The Magic of Assembly, presented by Toronto Dance Theatre, begins with eight performers surrounding the audience, arms raised purposefully over us as if tapping into our essence to conjure their magic. As the sound of app notifications ping irregularly, the performers make eye contact with us, breaking that fourth wall. It’s gone for good, actually, even as they back away from us, taking the sounds of the outside world with them.
This collaborative production genuinely embodies the spirit of assembly. From the integration of distinctive artistic practices to the spectators’ relationship to the performers—this sense of communal experience is firmly established and maintained. Blending forms of street dance (punking/whacking), contemporary dance and electronic music, the air feels charged with a heightened sensory awareness.
The choreography by Andrew Tay and Ashley Colours Perez takes familiar gestures we recognize from our mundane daily routines—dialling a phone, licking an ice-cream cone, brushing teeth—and re-contextualizes them as pageantry. The performers—Yuichiro Inoue, Peter Kelly, Megumi Kokuba, Ryan Kostyniuk, Erin Poole, Devon Snell, Roberto Soria and Siwar Soria—leap, tumble, sashay and spasm; their singular trajectories send them careering into each other, through which a thrilling and evocative collective dynamic emerges. Impressively, the larger spectacle never diminishes the individual personalities in flux and self-aware.
The resonant, experimental soundscape—composed and performed by local duo LAL (Rosina Kazi and Nicholas Murray)—feels organically in sync with the movement.
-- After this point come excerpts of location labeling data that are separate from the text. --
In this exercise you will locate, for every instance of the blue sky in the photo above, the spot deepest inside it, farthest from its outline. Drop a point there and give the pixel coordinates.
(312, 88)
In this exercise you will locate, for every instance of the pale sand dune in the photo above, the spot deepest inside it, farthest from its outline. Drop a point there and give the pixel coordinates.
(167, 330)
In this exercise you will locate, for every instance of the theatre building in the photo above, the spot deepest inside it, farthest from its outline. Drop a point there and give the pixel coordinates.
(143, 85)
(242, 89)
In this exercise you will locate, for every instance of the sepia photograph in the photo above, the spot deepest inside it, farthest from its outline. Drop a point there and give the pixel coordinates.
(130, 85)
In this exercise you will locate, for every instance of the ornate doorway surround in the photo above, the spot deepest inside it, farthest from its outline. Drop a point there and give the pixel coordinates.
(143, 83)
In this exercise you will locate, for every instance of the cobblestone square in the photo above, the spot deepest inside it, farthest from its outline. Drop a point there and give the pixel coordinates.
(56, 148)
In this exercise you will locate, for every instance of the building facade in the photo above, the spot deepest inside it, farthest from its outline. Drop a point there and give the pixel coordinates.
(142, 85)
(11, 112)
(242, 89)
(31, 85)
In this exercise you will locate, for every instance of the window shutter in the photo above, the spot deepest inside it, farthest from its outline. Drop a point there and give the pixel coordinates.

Driving beats propel thrusting, rhythmic contortions, but also guide the dancers into gentle, wistful moments of meditative stillness. Throughout, lighting designer Gabriel Cropley bathes the vast space in bright, saturated colours that fluctuate in tune with the mood.
This kaleidoscopic aesthetic is completed by Angela Cabrera’s costumes. As you scan the varied, textured surfaces of the outfits, you find repurposed strips of athletic wear—hugging tightly in some places, chaotically tattered in others. In the clashing colours, you catch glimpses of brand names and logos, making each body an expressive landscape—both familiar and fanciful.
The audience at opening was a fully engaged body of visceral support and celebration. As performers found unique pockets of flamboyant expression, enthusiastic call outs of “let’s go,” “werk,” and “we see you” shot through the crowd. The vibe was stirring and playful with people swaying and stomping their feet in shared joy. And when the huge tarp comes out, you know you’re in for a messy good time!
The finale, in particular, has some astonishing magic. The performers come together to hammer out a tangible, cumulative ectoplasm that hangs in the air—a delicate, precarious manifestation of their collaborative bond. Overall, The Magic of Assembly, in all its goofy and athletic splendour, is a gratifying burst of colour and collective fun.